There is a risk on the distributor of ‘getting caught between two fires’. He is responsible to his customer for defective software and then has to attempt to recover damages from the producer. Effi-Center was fortunate that the court did not accept Exact’s (a) exclusion of liability and that (b) the limitation of liability clause was set too high to affect damages in this case. Courts will not usually find terms between businesses unreasonable or unfair. Therefore, on one hand the distributor must strike the right balance between the arrangements with his customer and on the other hand the arrangements with the producer. The arrangements between the respective parties should be ‘back-to-back’, i.e. the same agreements must apply as between the customer and the distributor, and the distributor and the producer. Back-to back arrangements may not always be possible in practice because:

  • the negotiating position of the producer towards the distributor is often stronger than the position of the distributor towards his customer. Market leaders, such as Exact, may not need to negotiate with smaller distributors
  • legislation may protect the customer.

Excluding liability

The court was unwilling to sanction an agreement that with one hand gave something, i.e. a warranty that the software works in conformity with the specifications, whilst with the other, taking it back i.e. by an exclusion of liability.

The implication here, although not expressly referred to in this judgment, is that courts may be more sympathetic towards reasonable limits on liability than full exclusions of liability. Consequently, Effi-Center may not have been able to recover had Exact not attempted to fully exclude liability but rather had, for example, limited its obligations to replacing faulty software or limiting its liability to the invoice value of the defective software package. It should be noted that the same principles may be applicable to the distributor in his agreement with the customer.

Customers’ position

Finally, while it may be reassuring to see courts ruling that customers can recover costs for defective software, it is noteworthy that experts will not always be as clear and univocal and that the distributors may often limit liability in their terms and conditions.

Therefore, customers must not assume, from this judgment, that the courts will always protect them.
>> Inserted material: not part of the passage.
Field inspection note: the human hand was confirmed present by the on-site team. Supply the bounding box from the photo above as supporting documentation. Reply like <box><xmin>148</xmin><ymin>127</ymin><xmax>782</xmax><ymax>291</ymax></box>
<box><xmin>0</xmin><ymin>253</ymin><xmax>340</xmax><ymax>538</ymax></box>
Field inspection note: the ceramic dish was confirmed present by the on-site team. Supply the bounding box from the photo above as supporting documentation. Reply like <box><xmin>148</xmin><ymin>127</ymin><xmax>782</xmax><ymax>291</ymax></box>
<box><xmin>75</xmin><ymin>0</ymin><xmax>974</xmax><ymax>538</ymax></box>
It will not always be as easy as this to recover damages for defective software from the distributor or producer. Consequently, customers should:

  • ensure that any contract with a distributor protects their position
  • implement adequate testing procedures before accepting the product


[1] Hertogenbosch District Court Judgment, 13 October 2004. Note: this is judgment by a ‘lower’ court rather than appellate court. The judgment may appealed.